Abstract

ON 13 September 1746, Mary (alias ‘George,’ or ‘Dr Charles’) Hamilton was arrested for posing as a physician and marrying Mary Price of Wells. Hamilton was found guilty of fraud under an obscure clause in the vagrancy act and sentenced to public whippings in four market towns, and to six months’ imprisonment. Newspaper accounts of the arrest focused primarily on Hamilton's audacious personality and the fact that she had deceived Price, and at least two other women, into marriage, not on the sexual details of the case.1 Later that same year, however, an account of the case was published anonymously, and subsequently attributed to Henry Fielding.
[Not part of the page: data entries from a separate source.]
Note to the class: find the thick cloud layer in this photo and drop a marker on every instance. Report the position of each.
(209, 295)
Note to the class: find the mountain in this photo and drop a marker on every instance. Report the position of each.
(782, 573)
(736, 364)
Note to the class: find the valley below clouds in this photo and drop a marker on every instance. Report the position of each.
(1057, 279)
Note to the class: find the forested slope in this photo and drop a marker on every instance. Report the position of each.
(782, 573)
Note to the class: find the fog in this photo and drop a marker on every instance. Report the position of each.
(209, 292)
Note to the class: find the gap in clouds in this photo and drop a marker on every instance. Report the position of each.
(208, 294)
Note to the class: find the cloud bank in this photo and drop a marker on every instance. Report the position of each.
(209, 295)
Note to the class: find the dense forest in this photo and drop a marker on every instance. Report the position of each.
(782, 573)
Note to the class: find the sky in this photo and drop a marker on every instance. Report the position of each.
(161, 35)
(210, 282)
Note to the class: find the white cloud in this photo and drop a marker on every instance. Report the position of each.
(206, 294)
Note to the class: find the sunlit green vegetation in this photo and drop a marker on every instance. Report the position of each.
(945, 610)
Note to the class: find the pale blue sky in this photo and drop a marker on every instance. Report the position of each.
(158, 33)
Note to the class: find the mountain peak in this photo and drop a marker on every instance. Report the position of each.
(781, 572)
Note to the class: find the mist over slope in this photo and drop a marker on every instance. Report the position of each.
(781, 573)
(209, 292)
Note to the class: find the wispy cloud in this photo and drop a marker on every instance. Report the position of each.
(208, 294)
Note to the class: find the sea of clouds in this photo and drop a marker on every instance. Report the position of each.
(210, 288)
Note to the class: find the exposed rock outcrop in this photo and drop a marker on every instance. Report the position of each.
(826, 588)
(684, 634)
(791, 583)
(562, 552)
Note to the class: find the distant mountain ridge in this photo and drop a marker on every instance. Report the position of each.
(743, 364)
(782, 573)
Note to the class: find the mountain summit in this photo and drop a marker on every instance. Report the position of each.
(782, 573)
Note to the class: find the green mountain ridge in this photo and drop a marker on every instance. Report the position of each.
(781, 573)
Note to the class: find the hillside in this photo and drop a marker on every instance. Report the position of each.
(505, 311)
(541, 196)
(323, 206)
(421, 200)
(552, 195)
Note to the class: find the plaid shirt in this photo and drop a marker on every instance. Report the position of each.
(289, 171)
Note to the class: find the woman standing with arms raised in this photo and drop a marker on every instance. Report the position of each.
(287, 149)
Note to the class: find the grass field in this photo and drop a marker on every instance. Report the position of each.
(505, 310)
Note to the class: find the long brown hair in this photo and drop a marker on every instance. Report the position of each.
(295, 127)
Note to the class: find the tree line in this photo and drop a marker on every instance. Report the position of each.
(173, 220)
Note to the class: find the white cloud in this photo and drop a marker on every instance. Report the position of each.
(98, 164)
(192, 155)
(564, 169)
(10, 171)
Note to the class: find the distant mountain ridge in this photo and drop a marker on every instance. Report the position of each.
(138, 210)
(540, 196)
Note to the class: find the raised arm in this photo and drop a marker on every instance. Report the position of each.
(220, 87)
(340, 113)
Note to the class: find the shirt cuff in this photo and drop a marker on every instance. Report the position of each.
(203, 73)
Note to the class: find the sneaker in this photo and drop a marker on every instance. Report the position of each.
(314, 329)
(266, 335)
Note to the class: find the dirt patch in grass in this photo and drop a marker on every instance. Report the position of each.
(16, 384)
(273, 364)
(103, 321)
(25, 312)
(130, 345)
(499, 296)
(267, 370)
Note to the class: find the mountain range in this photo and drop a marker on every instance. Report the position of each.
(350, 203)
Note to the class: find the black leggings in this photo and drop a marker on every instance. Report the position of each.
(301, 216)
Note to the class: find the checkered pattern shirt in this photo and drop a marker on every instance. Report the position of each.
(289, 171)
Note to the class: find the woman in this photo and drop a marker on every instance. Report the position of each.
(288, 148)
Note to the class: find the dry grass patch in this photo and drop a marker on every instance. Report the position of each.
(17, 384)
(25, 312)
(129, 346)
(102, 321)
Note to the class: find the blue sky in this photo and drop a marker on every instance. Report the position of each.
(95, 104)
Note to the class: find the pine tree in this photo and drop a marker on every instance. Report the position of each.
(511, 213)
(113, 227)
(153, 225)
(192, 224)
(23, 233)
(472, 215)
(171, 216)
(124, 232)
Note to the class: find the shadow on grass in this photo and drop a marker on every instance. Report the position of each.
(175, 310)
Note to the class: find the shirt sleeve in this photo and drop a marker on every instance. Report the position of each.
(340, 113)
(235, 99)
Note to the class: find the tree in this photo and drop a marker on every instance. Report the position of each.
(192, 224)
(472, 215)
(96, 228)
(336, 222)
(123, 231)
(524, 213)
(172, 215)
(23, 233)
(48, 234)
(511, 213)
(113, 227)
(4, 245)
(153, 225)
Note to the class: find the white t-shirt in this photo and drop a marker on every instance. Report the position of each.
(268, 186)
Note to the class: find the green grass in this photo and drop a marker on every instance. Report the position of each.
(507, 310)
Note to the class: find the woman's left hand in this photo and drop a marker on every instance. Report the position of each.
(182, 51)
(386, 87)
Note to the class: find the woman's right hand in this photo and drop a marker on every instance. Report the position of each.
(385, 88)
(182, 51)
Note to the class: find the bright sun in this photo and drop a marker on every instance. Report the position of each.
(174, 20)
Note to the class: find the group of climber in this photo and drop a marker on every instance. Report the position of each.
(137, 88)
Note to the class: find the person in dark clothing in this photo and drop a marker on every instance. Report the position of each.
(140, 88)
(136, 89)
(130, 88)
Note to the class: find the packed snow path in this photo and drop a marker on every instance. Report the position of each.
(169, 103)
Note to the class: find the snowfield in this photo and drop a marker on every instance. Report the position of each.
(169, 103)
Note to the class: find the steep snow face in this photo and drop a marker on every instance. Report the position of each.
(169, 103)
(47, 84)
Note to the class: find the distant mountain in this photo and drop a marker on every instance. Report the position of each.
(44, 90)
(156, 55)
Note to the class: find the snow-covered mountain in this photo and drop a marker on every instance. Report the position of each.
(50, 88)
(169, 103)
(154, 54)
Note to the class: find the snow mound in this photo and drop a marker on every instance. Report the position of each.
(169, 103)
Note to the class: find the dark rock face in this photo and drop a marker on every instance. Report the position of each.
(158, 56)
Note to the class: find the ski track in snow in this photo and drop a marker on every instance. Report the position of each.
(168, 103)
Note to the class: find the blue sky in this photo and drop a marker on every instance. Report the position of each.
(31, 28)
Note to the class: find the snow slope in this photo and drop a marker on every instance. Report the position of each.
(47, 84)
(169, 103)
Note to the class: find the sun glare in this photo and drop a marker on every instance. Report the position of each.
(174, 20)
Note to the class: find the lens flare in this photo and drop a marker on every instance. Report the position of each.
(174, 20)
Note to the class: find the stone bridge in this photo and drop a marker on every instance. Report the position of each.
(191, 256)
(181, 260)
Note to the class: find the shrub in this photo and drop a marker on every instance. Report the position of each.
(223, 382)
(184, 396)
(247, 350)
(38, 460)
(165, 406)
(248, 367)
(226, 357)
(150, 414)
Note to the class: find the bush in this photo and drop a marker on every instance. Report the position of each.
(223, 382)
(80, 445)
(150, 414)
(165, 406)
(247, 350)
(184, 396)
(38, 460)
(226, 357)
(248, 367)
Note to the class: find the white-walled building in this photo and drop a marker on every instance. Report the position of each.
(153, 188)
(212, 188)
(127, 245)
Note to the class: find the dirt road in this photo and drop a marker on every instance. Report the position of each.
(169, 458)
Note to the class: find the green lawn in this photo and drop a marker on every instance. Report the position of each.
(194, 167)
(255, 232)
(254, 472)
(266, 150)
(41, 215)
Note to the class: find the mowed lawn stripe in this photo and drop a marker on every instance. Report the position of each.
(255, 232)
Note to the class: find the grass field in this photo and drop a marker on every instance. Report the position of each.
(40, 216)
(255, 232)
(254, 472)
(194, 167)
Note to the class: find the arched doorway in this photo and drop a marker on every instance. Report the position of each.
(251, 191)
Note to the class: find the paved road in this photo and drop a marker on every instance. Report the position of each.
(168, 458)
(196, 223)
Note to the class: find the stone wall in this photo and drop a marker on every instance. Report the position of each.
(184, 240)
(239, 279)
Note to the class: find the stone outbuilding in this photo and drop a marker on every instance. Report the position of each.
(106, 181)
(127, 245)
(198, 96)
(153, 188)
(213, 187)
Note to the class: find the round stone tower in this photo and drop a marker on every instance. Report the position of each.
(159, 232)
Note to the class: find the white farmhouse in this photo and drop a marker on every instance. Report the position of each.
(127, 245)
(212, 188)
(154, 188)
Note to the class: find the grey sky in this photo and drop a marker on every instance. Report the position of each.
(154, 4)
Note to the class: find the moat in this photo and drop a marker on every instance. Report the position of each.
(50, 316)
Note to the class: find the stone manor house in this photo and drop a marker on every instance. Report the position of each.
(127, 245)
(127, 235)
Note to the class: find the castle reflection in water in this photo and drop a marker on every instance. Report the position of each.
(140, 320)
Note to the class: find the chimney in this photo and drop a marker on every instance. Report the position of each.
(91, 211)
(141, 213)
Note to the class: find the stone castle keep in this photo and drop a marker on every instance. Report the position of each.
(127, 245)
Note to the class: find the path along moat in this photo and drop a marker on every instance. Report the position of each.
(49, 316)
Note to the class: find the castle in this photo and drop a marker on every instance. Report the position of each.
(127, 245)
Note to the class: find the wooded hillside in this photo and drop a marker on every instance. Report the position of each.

This pamphlet, The Female Husband: Or, The Surprising History of Mrs. Mary, alias Mr. George Hamilton2 focused more intently on the titillating aspects of the case; sales were brisk.3 Since its re-discovery in 1957, Fielding's pamphlet has attracted a good deal of critical attention.4 However, another version of this pamphlet, published sixty-seven years later (in 1813), is much less well-known.5 Although this later text, also published anonymously under the title The Surprising Adventures of a Female Husband!6 retains some of Fielding's prose, many alterations have been made which, like the more sensationalized title, point suggestively to differences in purpose and audience, as well as corresponding shifts in historical and cultural context. I offer here a comparison of these two pamphlets.